C. Morgan Babst’s debut novel draws its title from a Japanese phrase signifying ephemerality, but it doubles as a description of New Orleans after Katrina. As a fictional retelling thereof, the book has few superiors ... The author resists the temptation to turn her novel into a tract or advocacy—not that it lacks passion. To the contrary, the novel is very much of our irritable, harried times.
With a gripping yet deliberate narrative infused with vivid descriptions, Babst takes her time with this story, allowing it to build slowly and methodically with an appropriate weight, enhancing the confusion wrought by the storm. In contrast, Cora's point of view significantly intensifies the pace, lending an urgency to the novel and making her narrative feel almost cyclonic. A native of New Orleans who evacuated one day before Hurricane Katrina, Babst has an intimate understanding and knowledge of the region's people and rich culture, its topography and the complex forces of race and class. The result is in a timely debut novel about the power of nature and its omnipresent potential for destruction in every aspect of our lives.
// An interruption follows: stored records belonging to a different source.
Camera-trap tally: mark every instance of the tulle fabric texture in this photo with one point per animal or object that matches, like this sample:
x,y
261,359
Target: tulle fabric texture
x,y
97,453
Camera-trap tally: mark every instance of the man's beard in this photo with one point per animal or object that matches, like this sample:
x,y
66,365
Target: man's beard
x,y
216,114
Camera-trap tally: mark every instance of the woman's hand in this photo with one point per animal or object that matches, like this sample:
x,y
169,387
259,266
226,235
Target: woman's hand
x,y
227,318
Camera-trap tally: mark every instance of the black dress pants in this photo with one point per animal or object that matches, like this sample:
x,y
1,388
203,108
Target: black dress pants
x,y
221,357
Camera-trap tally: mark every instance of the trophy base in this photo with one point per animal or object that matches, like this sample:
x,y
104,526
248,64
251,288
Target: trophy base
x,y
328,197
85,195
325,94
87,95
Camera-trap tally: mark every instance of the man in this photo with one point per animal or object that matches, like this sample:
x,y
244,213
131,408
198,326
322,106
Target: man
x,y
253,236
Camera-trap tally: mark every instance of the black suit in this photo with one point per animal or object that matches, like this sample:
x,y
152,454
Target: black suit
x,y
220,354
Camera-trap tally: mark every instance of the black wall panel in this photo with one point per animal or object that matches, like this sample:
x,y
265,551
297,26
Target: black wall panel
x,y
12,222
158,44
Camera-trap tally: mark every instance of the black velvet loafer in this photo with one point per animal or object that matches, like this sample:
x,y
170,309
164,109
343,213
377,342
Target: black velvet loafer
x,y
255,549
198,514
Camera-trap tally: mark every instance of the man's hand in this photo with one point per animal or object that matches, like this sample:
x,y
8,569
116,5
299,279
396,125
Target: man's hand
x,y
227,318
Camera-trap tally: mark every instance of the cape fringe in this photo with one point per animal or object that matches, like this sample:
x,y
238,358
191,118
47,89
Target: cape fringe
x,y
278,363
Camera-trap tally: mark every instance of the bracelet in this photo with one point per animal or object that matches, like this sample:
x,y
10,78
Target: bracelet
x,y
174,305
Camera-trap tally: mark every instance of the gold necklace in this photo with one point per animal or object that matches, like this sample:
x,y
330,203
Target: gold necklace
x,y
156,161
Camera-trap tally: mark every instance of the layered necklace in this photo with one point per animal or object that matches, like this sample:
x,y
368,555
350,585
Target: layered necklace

Babst takes on the Herculean feat of describing the interior lives of her characters against a jumbled panorama of destruction so vast that no single photograph could ever encompass it ... The travails of Cora and Adelaide include more than one pressing mystery to be solved, and Babst is adept at building suspense. But at times she muffles the action with an accumulation of detail that appears forced...Add to that a dizzying array of flashbacks and dream sequences, and momentum flags. What's more, Babst brings the reader so close to her characters that intimacy periodically comes at the expense of basic logistics ... The Floating World shines spectacularly, however, when Joe's father Vincent Boisdoré comes into view.